Signalling context via phosphorylation of the motif

The DXE motif in the cytoplasmic domain of the membrane proteins has been implicated as a signal, in a different context, for the cargo transport [25]. It raises questions on whether the same motif could be relevant in other proteins too, especially because DXE has been implicated in the cargo concentration during the protein export from ER. There are several occurrences of DXE or DXXE in our curated data, both in the secretory and non-secretory proteins.
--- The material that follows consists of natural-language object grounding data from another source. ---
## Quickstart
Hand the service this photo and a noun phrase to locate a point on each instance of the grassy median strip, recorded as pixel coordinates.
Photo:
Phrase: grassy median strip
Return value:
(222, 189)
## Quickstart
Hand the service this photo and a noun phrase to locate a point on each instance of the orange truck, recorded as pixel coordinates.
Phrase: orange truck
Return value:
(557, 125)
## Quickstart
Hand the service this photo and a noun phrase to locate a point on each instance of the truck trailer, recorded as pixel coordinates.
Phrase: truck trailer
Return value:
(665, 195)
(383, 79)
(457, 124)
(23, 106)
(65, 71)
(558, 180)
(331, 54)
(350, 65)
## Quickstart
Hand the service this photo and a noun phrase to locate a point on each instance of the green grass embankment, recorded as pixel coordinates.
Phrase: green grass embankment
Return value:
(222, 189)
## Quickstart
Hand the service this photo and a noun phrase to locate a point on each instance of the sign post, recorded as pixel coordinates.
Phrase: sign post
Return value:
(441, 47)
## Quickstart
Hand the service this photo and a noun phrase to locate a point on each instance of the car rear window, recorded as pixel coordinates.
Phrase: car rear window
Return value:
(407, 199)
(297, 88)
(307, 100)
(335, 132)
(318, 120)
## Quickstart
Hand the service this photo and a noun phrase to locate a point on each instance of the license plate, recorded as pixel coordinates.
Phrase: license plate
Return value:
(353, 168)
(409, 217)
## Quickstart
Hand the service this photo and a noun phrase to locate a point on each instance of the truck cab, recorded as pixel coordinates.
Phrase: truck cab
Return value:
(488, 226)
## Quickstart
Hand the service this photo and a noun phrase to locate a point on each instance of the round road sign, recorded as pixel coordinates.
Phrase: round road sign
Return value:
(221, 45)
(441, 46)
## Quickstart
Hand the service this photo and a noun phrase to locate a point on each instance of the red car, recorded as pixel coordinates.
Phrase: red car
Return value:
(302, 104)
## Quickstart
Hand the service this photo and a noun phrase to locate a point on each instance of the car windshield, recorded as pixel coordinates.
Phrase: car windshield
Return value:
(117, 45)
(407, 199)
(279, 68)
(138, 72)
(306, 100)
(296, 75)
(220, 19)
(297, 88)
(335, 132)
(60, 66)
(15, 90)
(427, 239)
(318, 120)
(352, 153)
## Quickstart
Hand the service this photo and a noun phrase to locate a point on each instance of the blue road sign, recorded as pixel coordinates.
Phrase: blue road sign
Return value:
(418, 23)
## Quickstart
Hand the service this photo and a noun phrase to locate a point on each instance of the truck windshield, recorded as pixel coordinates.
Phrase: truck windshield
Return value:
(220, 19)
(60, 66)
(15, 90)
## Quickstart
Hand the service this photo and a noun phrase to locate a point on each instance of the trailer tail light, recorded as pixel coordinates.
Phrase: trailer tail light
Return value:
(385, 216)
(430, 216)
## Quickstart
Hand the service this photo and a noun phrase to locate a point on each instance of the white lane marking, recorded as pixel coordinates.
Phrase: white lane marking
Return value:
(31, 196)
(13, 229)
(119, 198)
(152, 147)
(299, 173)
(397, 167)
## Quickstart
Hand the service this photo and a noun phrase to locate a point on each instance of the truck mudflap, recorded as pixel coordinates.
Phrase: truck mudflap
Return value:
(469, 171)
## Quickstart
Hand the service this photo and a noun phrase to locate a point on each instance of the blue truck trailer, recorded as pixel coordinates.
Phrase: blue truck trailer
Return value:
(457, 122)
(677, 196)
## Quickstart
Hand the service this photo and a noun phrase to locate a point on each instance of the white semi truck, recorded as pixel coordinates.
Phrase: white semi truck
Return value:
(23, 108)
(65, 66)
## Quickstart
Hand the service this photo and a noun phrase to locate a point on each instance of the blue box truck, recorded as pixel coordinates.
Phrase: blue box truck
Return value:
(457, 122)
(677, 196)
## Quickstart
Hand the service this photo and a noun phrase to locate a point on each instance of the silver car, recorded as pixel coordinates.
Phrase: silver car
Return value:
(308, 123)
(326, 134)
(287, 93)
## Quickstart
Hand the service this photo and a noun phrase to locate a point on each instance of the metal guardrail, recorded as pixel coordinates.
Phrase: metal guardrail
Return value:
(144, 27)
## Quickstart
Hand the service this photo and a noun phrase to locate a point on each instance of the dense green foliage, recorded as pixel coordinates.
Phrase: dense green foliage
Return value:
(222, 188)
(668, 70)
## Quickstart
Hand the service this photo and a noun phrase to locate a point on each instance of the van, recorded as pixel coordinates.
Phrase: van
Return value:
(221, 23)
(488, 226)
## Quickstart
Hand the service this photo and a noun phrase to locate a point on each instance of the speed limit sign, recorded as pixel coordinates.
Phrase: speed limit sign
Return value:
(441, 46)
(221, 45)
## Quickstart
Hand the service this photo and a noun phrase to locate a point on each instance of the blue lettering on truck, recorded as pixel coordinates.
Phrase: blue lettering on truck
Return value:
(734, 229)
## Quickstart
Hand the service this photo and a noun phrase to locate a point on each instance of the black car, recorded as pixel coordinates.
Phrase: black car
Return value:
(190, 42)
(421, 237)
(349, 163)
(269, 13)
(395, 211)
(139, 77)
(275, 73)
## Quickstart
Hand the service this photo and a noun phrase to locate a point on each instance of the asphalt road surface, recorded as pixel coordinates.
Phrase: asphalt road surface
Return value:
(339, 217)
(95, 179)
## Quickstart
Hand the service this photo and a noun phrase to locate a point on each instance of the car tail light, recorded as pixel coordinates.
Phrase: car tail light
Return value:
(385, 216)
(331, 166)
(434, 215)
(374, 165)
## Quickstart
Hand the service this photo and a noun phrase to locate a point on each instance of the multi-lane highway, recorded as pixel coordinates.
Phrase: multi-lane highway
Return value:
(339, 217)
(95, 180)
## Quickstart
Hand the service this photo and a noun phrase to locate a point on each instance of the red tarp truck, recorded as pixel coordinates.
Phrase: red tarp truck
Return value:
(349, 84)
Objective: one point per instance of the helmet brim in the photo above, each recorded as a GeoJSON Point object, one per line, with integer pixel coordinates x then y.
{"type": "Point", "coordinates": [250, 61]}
Since the unconventional protein secretion is not always active, and it is triggered by cellular stress, we examined the possibility that the there is a phosphorylatable amino acid that might act as an on/off signal in the immediate proximity of DE motif. We screened the curated sequences for a motif XDE, DXE, DEX, XED, EXD, EDX where X is one of the following six amino acids that have the propensity for phosphorylation :- three O-phosphorylated amino acids (S, T, Y) or three N-phosphorylated amino acids (H,R,K) [26, 27]. The analysis separated the proteins into those which have at least one such motif, and those which do not and studying their relevance for secretion. The contingency tables for the possibility of secretion along with insertions DXE ( Supplementary Table 3, Supplementary File 1) or a general proximity of X ( Supplementary Table 4, Supplementary File 1) do not suggest any significant conclusions, either for the overall data or for the subgroups considered.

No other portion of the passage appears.